Tambellini: Der Topskorer ist auch eine Wühlmaus
Aktualisiert

TambelliniDer Topskorer ist auch eine Wühlmaus

Jeff Tambellini (27) hat vor den Playoff-Halbfinals keine Angst vor den grossen Zuger Tieren. «Ich mag solche Schlachten», sagt der PostFinance-Topskorer der ZSC Lions.

von
Marcel Allemann
Mit 25 Saisontoren der gefährlichste Spieler der ZSC Lions: Jeff Tambellini.

Mit 25 Saisontoren der gefährlichste Spieler der ZSC Lions: Jeff Tambellini.

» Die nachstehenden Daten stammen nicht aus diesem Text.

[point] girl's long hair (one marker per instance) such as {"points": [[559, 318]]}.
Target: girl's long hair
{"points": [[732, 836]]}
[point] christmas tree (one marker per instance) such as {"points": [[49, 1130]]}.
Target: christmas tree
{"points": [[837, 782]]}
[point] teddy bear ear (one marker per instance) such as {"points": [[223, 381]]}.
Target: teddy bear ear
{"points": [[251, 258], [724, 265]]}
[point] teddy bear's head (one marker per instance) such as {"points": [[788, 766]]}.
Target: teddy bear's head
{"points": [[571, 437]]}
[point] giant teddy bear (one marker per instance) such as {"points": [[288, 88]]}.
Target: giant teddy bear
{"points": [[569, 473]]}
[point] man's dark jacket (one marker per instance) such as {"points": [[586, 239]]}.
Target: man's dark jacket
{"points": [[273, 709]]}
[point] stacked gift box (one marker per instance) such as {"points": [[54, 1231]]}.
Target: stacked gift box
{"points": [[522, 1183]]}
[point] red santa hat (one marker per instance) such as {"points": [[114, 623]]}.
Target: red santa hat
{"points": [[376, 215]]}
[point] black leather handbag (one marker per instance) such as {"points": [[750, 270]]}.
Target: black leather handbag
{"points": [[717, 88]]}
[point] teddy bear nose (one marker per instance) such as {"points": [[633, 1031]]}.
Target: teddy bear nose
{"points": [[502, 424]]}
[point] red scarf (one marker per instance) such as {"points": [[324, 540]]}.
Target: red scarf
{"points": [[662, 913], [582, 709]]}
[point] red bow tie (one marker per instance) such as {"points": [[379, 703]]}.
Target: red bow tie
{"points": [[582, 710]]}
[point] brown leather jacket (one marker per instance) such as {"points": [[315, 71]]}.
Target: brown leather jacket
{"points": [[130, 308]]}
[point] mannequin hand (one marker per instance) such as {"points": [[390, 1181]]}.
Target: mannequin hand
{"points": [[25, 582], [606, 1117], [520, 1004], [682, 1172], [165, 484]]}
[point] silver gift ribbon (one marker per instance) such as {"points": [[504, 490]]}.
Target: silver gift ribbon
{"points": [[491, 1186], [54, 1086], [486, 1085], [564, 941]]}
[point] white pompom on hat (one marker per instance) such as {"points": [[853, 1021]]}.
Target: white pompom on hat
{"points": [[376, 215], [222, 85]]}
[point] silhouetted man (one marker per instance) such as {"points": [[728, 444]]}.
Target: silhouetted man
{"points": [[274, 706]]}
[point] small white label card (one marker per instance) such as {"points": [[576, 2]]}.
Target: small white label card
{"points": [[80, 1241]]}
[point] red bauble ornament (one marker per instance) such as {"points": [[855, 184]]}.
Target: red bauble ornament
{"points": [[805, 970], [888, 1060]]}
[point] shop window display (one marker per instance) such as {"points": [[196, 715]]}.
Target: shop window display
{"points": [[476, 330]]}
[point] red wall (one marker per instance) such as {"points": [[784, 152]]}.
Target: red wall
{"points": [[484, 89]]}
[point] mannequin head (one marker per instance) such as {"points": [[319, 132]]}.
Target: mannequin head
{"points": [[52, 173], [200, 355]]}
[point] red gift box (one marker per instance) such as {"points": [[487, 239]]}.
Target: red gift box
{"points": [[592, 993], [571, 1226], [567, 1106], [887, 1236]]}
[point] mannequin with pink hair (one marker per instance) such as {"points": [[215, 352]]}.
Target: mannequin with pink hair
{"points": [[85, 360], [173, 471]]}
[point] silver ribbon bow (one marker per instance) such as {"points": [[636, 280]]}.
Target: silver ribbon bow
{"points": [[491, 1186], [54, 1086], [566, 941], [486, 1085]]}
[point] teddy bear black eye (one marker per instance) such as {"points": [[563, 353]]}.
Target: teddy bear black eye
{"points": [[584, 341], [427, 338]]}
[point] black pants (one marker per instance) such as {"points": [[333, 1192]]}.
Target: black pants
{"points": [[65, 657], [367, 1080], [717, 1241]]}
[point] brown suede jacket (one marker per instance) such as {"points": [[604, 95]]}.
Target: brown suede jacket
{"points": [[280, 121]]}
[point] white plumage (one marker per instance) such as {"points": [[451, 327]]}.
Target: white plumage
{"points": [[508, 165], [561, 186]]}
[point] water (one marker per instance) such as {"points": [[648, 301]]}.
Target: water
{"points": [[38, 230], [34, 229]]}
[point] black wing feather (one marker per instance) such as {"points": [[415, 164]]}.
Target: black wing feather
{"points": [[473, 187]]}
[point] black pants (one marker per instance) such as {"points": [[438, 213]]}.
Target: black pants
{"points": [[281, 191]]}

Tambellini ist mit seinen insgesamt 25 Saisontoren nicht nur die beste Offensivwaffe der Zürcher, er entpuppte sich in den erfolgreichen Viertelfinals gegen Davos (4:0) auch als hartnäckige Wühlmaus, die im Slot konsequent Druck auf den gegnerischen Goalie macht.

«Dort muss man hin, dort schiesst man Tore», erklärt der Kanadier. Vor blauen Flecken scheut er sich nicht («Das ist der Preis, den man bezahlen muss») und auch die Aussicht, dass sich der verhältnismässig kleine und schmächtige Stürmer (180 cm, 87 kg) nun den grossen, kräftigen Zuger Verteidigern wie Andy Wozniewski (196 cm, 102 kg), Alessandro Chiesa (192 cm, 99 kg) und Timo Helbling (190 cm, 100 kg) stellen muss, vermag Tambellini nicht einzuschüchtern: «Ich bin ein Wettkampf-Typ – je intensiver und härter, desto besser. Was ich im Gegensatz dazu gar nicht mag, ist wenn ein Spiel einfach so vor sich hin plätschert.»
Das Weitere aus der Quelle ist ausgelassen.